Australian doctors behind the first trial of the robotic versus non-robotic surgery for prostate cancer have found that both methods produce similar results at three months after the operation, a study published in the Lancet medical journal said on Wednesday.
The discovery was made after 308 men with prostate cancer agreed to partake in the first stage of the two-year trial which was led by two surgeons at the Royal Brisbane and Women’s Hospital.
All men were randomly selected to either receive a robot-assisted surgery or an open surgery along with 12 weeks worth of follow-up care.
Surgery has long been the dominant approach for treatment of localized prostate cancer, with many doctors now recommending robotic surgery to patients as the benefits of technology lead to improved quality of life and oncological outcomes, lead author Professor Robert Frank Gardiner said in a statement.

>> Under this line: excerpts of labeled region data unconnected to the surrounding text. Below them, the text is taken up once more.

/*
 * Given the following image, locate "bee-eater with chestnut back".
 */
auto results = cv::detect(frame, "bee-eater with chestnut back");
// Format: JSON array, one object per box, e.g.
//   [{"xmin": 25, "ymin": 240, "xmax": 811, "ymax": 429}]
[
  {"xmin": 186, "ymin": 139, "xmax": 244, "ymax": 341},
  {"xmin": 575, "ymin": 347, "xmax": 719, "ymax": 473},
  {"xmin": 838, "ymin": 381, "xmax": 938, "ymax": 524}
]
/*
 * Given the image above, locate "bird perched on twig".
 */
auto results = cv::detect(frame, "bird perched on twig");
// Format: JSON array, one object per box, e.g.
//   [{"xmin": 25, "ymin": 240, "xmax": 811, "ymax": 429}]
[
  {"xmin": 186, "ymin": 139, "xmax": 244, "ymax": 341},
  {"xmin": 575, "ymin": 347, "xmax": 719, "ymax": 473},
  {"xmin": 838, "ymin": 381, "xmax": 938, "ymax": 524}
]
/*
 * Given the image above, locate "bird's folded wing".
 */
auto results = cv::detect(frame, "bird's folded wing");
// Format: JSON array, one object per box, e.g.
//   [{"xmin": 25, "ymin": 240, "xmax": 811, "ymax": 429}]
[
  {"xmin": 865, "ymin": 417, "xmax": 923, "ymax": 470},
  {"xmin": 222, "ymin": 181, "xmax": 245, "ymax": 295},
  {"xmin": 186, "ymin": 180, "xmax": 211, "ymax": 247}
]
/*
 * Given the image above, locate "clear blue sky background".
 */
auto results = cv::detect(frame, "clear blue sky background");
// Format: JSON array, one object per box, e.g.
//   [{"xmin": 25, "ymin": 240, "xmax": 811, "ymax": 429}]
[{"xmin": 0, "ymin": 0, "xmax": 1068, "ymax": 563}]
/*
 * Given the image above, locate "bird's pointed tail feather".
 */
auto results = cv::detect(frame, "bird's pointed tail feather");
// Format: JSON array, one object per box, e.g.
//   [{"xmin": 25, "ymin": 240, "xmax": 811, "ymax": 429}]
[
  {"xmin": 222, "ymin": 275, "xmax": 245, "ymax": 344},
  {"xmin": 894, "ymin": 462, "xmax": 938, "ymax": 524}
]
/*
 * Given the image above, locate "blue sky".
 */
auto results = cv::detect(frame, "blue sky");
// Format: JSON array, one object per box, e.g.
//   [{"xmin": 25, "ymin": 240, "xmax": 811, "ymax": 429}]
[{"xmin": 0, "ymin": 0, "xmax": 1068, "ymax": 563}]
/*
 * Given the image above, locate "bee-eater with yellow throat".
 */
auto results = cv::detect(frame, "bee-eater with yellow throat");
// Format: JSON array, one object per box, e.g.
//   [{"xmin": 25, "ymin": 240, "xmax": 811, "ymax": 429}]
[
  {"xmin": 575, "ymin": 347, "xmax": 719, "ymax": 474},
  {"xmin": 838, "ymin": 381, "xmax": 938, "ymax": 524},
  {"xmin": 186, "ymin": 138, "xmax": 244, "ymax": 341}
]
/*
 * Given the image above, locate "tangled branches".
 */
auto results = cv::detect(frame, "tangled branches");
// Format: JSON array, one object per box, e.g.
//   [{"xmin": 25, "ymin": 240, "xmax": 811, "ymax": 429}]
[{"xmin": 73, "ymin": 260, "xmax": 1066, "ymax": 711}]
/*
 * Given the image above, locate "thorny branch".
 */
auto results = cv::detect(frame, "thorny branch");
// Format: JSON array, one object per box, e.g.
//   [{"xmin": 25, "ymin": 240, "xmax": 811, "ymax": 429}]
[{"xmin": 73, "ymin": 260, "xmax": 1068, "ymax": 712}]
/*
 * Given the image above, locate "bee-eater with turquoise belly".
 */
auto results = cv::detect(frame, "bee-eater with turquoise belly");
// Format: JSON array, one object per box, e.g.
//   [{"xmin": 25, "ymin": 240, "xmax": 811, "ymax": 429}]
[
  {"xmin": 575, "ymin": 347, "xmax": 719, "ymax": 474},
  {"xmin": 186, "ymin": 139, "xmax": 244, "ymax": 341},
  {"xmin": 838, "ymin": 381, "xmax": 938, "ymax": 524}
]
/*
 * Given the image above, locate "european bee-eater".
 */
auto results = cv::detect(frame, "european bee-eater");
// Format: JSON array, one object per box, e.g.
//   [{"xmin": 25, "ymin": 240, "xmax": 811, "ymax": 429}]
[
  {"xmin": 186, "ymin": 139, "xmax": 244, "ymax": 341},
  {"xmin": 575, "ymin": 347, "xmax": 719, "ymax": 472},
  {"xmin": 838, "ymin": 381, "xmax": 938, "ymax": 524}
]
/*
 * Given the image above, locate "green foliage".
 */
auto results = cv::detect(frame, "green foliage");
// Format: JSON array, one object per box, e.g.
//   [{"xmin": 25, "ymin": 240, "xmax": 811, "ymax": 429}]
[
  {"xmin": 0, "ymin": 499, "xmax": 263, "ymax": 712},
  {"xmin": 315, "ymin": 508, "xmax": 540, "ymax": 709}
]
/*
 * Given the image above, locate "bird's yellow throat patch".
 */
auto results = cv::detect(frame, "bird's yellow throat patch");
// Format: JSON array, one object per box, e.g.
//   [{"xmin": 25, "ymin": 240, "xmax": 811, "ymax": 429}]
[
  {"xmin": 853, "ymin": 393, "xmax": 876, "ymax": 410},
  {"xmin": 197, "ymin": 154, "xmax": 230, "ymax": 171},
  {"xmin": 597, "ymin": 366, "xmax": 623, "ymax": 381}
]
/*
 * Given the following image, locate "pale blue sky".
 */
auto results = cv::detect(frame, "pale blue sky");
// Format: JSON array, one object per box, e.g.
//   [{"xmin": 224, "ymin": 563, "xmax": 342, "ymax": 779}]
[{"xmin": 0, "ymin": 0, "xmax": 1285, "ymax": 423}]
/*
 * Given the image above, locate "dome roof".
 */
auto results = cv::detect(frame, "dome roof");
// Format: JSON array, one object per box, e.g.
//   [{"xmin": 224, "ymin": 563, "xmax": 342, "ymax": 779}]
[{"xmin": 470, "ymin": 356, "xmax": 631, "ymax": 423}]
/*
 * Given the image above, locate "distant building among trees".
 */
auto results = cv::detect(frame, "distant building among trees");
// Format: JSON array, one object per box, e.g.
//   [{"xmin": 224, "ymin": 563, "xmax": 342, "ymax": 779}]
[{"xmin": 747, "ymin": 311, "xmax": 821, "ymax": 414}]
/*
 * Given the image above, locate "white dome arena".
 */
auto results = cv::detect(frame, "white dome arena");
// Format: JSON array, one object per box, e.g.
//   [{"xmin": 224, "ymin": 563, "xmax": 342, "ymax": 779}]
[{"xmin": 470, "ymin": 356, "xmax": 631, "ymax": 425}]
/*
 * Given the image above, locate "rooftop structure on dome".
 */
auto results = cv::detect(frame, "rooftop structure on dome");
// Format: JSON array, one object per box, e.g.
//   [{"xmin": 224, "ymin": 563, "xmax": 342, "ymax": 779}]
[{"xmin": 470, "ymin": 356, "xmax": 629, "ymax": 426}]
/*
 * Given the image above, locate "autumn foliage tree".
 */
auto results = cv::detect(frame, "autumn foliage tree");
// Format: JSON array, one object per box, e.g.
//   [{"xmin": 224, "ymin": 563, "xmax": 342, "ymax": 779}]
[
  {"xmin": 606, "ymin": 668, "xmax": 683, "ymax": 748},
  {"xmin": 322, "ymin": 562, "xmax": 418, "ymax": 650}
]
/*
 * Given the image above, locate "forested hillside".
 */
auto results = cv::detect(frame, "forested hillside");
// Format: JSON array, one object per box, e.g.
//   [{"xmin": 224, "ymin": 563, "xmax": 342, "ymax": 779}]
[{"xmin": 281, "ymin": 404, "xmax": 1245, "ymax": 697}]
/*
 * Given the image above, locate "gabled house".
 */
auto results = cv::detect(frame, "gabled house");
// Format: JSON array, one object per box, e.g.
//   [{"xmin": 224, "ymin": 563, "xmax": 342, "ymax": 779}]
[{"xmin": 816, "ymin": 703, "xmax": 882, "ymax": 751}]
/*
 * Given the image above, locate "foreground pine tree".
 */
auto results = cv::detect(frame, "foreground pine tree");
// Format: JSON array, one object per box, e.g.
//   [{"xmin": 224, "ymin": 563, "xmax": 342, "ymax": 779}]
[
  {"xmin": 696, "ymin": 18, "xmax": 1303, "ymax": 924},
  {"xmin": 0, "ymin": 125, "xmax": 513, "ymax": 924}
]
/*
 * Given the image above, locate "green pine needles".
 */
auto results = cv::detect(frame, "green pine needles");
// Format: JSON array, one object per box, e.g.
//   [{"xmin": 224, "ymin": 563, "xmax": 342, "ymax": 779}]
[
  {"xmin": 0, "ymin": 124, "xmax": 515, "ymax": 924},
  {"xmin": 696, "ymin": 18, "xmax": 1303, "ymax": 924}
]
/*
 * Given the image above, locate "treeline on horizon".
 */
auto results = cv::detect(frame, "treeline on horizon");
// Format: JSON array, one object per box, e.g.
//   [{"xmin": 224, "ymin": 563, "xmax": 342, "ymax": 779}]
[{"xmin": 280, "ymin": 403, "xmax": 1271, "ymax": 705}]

“Our randomized trial, the first of its kind, found no statistical
difference in quality of life outcomes between the two groups at 12 weeks’ follow-up,” Gardiner said.
“Patients are now being followed-up for a total of two years in order to fully assess the longer-term outcomes, including on cancer survival.”
Urinary and sexual function can continue to improve for up to three years after surgery, thus differences in outcomes between the two groups might become apparent.
The robotic-assisted surgery comes with a hefty price tag due to the high magnification 3D camera allowing doctors to see inside a patient’s abdomen through a keyhole incision, though is painless.
Open surgery however sees patients requiring three times more blood for the procedure, an issue due to chronic blood donation shortages.
There are 1 million men diagnosed with prostate cancer worldwide each year, reports AFP, SYDNEY.